RIA and RA numbers have stagnated at 1,300 each for many years now, due to the high compliance burden. SEBI’s recent consultation paper seeks to ease the regulatory environment for registered advisers. While its proposals to reduce entry barriers to the profession are welcome, micro-managing how advisers must conduct their business or charge fees may prove counter-productive. The most significant change is the removal of net worth requirements for individuals seeking to pursue advisory careers. Today regulations require individual IAs and RAs to demonstrate a net worth of ₹5 lakh and ₹1 lakh, respectively, to apply for registration, while those taking the partnership/corporate route need ₹50 lakh and ₹25 lakh, respectively. This rule unnecessarily makes wealth a pre-condition for a knowledge-based profession. Therefore, SEBI’s idea of doing away with the net worth requirement, replacing this with a lien on a nominal deposit is welcome.
However, there is a proposal to dilute the qualification criteria for registered advisers from a post-graduate degree in business/finance to a graduate degree and do away with the need for five years’ experience. This seems ill-advised, given that investment advisers must be able to navigate complex financial markets and products. Allowing an entity to hold both RA and IA registrations may be a good move, given the blurred lines between the two. Most investors would prefer the full gamut of services from a single entity. But SEBI could be opening up a Pandora’s Box in allowing individuals with regular jobs and other professions, to double up as part-time IAs/RAs. This may result in entry of unqualified individuals. The high incidence of mis-selling in insurance is a cautionary tale.

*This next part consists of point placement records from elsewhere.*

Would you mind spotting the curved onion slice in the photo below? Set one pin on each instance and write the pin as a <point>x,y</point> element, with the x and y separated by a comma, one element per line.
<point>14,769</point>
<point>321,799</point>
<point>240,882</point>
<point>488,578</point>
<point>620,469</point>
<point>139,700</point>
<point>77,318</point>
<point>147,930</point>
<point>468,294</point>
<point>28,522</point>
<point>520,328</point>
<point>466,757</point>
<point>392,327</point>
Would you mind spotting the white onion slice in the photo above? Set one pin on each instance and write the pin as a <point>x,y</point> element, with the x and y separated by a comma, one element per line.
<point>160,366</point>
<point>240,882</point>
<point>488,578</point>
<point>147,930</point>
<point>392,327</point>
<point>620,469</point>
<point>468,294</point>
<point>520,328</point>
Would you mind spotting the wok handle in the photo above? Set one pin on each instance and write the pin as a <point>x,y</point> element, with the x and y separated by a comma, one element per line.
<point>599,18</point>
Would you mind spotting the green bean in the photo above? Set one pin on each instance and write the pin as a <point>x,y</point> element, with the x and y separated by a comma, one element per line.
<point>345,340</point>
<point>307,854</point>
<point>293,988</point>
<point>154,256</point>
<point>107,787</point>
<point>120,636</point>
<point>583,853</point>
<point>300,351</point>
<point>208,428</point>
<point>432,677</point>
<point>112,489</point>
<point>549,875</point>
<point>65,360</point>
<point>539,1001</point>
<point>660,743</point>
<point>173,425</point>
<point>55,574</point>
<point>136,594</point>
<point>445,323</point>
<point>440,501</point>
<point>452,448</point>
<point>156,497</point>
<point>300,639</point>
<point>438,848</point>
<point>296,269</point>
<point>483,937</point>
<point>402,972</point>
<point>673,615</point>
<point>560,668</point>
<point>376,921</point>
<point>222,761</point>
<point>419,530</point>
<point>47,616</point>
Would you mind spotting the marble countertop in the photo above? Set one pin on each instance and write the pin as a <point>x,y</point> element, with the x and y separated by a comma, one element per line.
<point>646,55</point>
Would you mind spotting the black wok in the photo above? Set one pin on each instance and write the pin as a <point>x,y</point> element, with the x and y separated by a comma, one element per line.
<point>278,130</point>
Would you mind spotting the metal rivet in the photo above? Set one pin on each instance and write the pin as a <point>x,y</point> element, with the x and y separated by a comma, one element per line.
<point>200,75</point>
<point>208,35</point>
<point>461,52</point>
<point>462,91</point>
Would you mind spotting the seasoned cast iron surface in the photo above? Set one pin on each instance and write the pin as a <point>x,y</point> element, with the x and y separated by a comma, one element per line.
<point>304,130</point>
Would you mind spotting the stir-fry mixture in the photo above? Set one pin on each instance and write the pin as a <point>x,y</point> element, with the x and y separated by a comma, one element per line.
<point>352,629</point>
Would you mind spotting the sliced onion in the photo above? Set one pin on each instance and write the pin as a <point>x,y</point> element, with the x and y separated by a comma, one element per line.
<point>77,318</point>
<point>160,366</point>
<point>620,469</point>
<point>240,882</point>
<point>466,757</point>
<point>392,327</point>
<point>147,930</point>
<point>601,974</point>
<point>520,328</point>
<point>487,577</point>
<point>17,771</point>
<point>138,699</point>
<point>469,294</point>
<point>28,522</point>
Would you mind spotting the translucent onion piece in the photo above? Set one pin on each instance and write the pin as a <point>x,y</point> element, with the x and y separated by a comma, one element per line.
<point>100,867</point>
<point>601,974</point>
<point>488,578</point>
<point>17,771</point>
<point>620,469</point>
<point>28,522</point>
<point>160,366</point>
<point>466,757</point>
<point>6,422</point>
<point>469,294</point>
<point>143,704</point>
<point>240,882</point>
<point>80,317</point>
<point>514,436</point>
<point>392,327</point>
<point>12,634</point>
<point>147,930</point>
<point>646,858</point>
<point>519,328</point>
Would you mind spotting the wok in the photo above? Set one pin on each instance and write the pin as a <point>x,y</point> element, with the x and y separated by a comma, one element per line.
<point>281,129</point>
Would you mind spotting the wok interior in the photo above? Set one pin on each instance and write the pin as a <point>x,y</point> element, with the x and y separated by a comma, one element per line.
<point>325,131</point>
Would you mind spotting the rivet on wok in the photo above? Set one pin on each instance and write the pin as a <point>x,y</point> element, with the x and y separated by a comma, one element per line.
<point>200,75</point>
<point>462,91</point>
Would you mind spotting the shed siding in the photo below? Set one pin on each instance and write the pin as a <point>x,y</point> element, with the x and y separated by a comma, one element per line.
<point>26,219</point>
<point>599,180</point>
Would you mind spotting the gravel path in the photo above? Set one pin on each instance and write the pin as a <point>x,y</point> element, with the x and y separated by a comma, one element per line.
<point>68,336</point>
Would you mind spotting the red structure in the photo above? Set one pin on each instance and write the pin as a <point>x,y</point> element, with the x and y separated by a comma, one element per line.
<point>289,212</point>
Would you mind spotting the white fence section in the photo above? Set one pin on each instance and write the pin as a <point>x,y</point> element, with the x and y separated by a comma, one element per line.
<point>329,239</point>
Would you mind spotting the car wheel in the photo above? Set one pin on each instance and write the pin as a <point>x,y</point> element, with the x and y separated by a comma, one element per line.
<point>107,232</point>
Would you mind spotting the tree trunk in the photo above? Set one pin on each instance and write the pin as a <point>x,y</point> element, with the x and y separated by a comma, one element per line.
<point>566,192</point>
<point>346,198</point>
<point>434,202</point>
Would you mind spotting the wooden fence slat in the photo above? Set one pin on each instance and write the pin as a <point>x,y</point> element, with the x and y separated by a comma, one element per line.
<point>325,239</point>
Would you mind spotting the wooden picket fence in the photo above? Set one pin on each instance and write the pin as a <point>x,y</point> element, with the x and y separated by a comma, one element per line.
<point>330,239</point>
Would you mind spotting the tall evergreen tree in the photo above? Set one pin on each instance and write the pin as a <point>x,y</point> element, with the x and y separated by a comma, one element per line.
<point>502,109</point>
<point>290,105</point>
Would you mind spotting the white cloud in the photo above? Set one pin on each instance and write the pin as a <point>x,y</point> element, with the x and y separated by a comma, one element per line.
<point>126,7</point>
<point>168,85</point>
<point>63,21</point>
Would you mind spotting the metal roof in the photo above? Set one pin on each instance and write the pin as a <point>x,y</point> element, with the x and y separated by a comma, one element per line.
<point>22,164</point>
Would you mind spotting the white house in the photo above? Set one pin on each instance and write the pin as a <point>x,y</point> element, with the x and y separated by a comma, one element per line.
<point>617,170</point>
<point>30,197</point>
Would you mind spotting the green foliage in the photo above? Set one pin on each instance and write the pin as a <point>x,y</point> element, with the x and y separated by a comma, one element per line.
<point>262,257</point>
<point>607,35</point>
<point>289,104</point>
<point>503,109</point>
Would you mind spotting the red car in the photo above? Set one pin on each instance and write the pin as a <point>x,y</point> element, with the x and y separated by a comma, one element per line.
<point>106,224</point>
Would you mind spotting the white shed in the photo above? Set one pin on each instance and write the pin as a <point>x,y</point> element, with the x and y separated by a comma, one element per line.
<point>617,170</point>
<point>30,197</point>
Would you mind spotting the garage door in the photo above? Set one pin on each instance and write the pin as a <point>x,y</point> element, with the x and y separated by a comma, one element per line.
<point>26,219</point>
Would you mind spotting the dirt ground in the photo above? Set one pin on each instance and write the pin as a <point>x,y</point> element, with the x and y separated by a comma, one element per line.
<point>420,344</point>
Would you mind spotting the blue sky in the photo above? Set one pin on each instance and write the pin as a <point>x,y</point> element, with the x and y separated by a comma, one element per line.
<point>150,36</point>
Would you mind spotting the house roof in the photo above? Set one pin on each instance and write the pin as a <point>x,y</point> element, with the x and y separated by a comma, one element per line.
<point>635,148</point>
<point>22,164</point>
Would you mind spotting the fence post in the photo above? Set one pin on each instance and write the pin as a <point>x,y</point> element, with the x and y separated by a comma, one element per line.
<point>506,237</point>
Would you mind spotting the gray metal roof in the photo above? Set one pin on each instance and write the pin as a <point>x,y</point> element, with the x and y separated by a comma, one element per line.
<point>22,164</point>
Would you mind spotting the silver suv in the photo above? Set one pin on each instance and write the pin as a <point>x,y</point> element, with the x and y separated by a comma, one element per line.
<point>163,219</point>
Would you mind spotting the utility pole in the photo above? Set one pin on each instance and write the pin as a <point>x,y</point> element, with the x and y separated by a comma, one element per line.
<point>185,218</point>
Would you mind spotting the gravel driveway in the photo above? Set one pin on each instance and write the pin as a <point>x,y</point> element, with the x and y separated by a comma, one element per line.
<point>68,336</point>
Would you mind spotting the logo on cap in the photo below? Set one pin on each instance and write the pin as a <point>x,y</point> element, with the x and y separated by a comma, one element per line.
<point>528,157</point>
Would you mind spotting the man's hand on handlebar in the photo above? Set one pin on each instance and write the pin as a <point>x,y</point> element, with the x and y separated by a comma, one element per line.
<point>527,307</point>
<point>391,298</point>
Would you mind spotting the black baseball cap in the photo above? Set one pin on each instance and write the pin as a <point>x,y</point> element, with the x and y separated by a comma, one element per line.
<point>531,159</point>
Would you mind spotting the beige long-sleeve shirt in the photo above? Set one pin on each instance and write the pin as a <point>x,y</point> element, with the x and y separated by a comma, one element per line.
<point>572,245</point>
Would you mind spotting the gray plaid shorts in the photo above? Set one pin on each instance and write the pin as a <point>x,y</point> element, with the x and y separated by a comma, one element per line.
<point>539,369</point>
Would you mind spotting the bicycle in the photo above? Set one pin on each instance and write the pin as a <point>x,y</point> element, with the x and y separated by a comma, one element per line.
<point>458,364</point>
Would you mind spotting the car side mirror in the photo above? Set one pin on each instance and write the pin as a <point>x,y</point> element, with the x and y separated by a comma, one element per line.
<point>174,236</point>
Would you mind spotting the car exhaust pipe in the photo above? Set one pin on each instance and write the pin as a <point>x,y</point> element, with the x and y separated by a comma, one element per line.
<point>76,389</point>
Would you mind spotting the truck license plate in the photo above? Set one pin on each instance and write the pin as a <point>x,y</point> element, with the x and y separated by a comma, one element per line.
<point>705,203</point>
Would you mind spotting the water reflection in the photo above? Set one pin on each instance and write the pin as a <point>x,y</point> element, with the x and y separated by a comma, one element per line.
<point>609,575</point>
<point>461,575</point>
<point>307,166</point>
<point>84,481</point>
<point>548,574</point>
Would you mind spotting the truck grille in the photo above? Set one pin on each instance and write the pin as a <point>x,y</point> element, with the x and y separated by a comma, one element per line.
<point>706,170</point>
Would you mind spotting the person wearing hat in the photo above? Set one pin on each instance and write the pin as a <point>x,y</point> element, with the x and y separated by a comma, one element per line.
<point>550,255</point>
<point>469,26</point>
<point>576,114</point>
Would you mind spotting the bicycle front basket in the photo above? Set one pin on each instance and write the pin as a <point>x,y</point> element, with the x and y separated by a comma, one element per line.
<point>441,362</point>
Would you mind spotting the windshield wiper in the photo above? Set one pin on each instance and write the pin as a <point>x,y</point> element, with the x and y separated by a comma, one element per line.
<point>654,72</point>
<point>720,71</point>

The paper treads on contentious territory by prescribing rules for commercial practices. Presently, regulations require RIAs to charge either a percentage fee capped at 2.5 per cent of assets or a flat fee limited to ₹1.25 lakh a year. Instead of removing the cap, SEBI proposes to extend it to RAs too. It wants to prohibit RAs from levying fees for more than one month at a time in advance. Such controls are not necessary in a profession where the client and the adviser can mutually agree on an appropriate fee. Investors are reluctant to fork out a fee for financial advice, anyway; they prefer to rely on unreliable free advice. Imposing curbs on fees will compromise the commercial viability of this profession.